The question is, how can this be if the State is poor in terms of
per capita income. Though Kerala was poor in terms of per capita
income, it was getting remittances from the migrants outside the
State. The volume of remittances became fairly large since the
mid-Seventies when large numbers of workers started to migrate to
the Persian Gulf. No accurate data on the quantum of remittances
is available. According to a recent study, the volume of
remittances was Rs. 3,530 crores in 1998. If so it would be about
10 per cent of the SDP. The figure is much more according to some
other estimates. Some scholars estimate the remittances at about
25 per cent of the SDP. Needless to say, the per capita income
accruing in the State would have been higher than that of the
country as a whole since the onset of the Gulf migration.
It is the remittances which make Kerala an affluent state. As a
class, the migrants are motivated by expansive wants. Naturally,
purchase of sophisticated consumer durables, construction of posh
houses etc., have become the main pattern of expenditure. Many of
the migrants purchase land as a form of permanent investment. A
portion of the money thus being spent, very often in a lavish
manner, trickles down to different sections of society.
The fall in the incidence of poverty, rise in agricultural wages
are concomitant to this spending pattern. Significantly, Kerala
society began to display signs of affluence such as increases in
wages, rise in bank deposits, brisk construction activities, fall
in the incidence of poverty etc., only since 1980, when migration
and remittances became brisk. Remittances provide the means
without which such redistribution and improvement in the standard
of living would have been well-nigh impossible. Militant
agitation and redistribution policies have helped to trickle down
the remittances among the weaker sections smoothly and quickly,
and thereby helped to improve their living standards.
The main drawback of the Kerala model of development, which
relies on remittances for its apparent prosperity, is its failure
to strengthen the base of the economy, particularly industry. The
registered sector of the manufacturing industry hardly accounts
for seven per cent of the SDP even in 2000, against 13 per cent
in the country as a whole. The key factor retarding the
industrial development appears to be labour militancy, which was
acclaimed as the determining factor in the redistribution
process. On the other hand, insofar as industrial development is
concerned some sort of a reverse working of the ``circular
causation'' seems to be evident, in which militancy retards the
other factors from moving forward.
The findings of a research study pinpoint labour unrest as the
major impediment to the diversification of the industrial base
during the Fifties and Sixties. The situation did not improve
even during the Eighties and the Nineties when huge bank deposits
which could be used for investment were available.
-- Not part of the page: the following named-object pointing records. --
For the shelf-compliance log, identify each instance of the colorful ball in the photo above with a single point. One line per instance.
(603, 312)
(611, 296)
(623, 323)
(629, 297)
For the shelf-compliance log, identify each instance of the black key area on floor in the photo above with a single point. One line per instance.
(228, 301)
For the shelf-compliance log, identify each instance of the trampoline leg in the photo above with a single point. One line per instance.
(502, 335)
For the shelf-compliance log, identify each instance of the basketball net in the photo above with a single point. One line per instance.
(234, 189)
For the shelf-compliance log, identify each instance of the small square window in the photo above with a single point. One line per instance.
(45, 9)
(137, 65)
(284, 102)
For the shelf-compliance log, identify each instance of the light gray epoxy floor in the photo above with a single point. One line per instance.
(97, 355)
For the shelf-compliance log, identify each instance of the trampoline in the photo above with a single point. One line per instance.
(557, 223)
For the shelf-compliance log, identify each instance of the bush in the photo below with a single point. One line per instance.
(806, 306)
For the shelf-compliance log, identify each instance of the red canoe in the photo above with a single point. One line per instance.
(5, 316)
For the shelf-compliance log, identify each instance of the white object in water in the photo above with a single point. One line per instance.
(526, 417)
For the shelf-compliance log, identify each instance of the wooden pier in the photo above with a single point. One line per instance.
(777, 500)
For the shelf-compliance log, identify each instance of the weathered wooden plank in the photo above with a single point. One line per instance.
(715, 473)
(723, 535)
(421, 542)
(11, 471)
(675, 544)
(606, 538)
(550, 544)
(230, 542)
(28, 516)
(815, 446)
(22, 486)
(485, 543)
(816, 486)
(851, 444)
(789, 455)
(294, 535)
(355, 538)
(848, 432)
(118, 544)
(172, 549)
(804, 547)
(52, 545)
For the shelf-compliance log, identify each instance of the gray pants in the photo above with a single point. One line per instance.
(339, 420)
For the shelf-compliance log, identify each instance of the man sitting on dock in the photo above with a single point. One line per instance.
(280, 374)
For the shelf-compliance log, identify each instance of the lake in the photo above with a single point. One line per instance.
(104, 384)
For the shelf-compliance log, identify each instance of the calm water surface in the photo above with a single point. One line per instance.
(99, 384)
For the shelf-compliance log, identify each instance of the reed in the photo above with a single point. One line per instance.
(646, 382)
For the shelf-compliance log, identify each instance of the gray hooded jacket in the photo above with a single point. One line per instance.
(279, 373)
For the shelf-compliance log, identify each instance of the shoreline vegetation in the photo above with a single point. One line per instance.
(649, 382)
In the face of
the militancy of organised labour, entrepreneurs seem to be
reluctant to invest in industrial ventures in Kerala. In fact,
instances of entrepreneurial migration on account of labour
militancy were reported. Not surprisingly, the average volume of
fixed capital formation in the factory sector of Kerala was only
1.48 per cent of the total in India even during the beginning of
the Nineties. Though militancy as such has been declining in
recent years, the legacy hangs on - ``the evil that men do lives
after them''.
The Kerala model of development which relies on the remittances
instead of a strong economic base for the apparent prosperity is
like a castle built in sand. The whole process of redistribution
and social progress will be jeopardised once the remittances are
discontinued. There is no certainty that the remittances will
continue for ever. Timely action should be taken to make use of
the remittances to strengthen the economic base. The political
leaders and policy-makers should strive to evolve suitable
strategies for using the remittances for this purpose instead of
pursuing populist policies and stage-managed development
programmes. Otherwise, the better future which the model projects
may turn out to be a bitter one.
(The writer is Senior Fellow, ICHR).